Gophers hope to defend Big Ten tourney banner

by Matt Greenstein

With runners on first and third, Sam Macken singled into right field, driving in the game-winning run against Michigan last season and solidifying the Gophers’ first Big Ten title since 1999.
Minnesota will begin its journey to repeat that championship this weekend.
Michigan holds the top seed again in this year’s conference tournament, and the Gophers have a bye for their third consecutive year, seeded second. 
But even with a bye, Minnesota’s dominance in the Big Ten tournament last year was anything but commonplace.
“We’ve been competing for the Big Ten title for 23 games. Our mindset has been a championship mentality,” senior Kaitlyn Richardson said. 
The Gophers reached 46 victories in the season — the most since 1999 — with 20 coming against Big Ten opponents. The conference victory number tied the record set in 1991.
“We’re finding different ways to win,” head coach Jessica Allister said. “We’re coming from behind, and we’re coming back. We’re holding leads. We’re doing a lot of things well. I think we just need to take confidence in the level of softball we’re playing right now.”

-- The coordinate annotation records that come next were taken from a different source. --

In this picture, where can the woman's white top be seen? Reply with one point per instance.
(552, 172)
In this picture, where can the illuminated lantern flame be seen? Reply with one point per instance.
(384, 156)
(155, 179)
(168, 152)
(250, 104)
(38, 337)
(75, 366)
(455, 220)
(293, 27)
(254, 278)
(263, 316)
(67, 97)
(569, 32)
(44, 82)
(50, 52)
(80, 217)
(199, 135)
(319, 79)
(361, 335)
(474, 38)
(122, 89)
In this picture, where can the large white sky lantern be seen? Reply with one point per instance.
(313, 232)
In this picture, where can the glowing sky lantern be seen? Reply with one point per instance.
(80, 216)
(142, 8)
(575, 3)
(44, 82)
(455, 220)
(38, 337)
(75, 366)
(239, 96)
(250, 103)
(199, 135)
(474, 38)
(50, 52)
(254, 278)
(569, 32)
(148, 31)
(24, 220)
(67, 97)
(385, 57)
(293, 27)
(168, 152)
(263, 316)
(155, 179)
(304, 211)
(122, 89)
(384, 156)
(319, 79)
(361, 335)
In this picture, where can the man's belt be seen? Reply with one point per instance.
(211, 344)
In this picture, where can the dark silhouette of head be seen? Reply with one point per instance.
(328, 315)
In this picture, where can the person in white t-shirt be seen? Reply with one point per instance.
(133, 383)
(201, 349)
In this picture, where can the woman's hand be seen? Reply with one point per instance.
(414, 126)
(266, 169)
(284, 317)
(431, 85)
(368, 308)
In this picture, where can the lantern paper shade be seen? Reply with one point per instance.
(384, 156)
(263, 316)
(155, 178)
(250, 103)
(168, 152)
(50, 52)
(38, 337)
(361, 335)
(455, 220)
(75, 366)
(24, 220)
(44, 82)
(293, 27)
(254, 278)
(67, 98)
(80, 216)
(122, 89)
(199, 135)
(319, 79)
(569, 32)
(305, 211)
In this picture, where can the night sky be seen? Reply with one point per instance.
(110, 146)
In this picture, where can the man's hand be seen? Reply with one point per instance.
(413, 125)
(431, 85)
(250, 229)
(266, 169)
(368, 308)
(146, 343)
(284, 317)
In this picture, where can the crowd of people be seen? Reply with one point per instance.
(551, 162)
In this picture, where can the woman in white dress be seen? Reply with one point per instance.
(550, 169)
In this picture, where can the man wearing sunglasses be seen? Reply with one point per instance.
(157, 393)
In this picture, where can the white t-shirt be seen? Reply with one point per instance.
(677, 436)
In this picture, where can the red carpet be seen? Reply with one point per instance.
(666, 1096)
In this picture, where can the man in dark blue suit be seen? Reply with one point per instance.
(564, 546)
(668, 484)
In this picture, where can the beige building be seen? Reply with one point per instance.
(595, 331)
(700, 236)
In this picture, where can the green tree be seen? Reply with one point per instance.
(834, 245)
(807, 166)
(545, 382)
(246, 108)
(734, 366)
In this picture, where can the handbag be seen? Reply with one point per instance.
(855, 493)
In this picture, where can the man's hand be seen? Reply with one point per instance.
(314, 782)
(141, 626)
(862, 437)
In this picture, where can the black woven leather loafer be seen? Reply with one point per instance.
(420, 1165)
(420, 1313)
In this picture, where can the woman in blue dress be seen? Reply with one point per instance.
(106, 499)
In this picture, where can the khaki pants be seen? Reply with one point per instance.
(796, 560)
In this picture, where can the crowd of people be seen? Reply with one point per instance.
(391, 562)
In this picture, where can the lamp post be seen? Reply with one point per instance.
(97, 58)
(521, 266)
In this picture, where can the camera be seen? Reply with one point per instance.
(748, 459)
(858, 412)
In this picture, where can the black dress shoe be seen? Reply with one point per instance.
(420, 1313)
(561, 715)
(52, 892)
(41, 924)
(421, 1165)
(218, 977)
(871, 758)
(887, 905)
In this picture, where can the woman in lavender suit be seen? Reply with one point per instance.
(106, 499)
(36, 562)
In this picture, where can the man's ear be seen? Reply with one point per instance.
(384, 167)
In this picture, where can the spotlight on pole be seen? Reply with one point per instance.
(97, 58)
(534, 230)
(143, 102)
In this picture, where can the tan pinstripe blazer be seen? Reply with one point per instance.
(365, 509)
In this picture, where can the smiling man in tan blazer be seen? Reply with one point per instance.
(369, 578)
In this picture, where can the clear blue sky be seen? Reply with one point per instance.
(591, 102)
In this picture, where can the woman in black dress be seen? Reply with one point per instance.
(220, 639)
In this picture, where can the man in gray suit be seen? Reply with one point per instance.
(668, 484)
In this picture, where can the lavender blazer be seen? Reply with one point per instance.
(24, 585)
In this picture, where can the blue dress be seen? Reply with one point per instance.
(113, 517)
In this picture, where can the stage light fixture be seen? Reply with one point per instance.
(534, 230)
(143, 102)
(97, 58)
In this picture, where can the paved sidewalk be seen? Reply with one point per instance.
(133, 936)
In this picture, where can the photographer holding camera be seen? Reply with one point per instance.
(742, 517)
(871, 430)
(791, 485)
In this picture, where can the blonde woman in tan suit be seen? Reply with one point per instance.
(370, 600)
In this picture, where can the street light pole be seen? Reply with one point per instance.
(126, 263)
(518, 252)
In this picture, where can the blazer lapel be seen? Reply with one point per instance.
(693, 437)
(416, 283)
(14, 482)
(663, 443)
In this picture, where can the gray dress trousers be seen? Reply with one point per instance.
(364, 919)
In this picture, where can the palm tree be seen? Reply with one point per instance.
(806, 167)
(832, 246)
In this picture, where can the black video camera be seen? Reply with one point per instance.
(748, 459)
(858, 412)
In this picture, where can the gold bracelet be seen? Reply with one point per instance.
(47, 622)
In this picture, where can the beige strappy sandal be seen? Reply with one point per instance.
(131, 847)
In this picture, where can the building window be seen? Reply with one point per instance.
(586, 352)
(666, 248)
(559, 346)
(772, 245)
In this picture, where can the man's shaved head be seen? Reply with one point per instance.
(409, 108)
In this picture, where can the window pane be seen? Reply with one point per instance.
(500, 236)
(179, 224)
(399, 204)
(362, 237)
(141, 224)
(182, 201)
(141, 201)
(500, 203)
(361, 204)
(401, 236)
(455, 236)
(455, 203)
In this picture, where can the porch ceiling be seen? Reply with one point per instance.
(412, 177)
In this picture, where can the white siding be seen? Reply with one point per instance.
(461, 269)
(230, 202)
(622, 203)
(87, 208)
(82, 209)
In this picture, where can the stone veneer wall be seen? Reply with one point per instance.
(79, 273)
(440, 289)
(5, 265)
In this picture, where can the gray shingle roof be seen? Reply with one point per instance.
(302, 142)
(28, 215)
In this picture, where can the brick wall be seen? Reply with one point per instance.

Finding a way to win is a lot easier with sophomore Sara Groenewegen in the circle. Minnesota’s ace received recognition this year on the conference and national levels. On Wednesday, Groenewegen was named the Big Ten Player of the Year, the first time a Minnesota player has won the award since 1991. 
“Just knowing that I can play at [a high] level and trusting my teammates behind me so I’m able to pitch all my pitches [is going to be key] so I can keep batters off balance,” Groenewegen said.
Richardson, another player who was on the championship team last year, received the Most Outstanding Player award for the tournament with a .857 batting average and a 2.000 slugging percentage.
“I can’t expect to have the same performance or do what I did last year,” Richardson said. “All I can expect is to produce for my team, have good at-bats and hope
that my team is behind me. If I don’t have that kind of tournament, I know that there’s 21 other girls that are going to pick me up.”
Although Minnesota has players with ample tournament experience on the roster, the Gophers’ freshmen will be in a new environment.
“[The message is] just trusting what we have and what we’ve done all season. We’re prepared and we’re ready for it,” Groenewegen said.
Whether its players are experienced or inexperienced, Minnesota has solidified itself as one of the best teams in the conference.
Despite that, the Gophers know the importance of playing well each game in a single-elimination format.
“Anything can happen, and we proved that last year in two ways,” Richardson said. “One, us winning the tournament, and two, we had some really close games that we pulled out. It’s anybody’s game, and that’s the beauty of a tournament. Survive and advance.”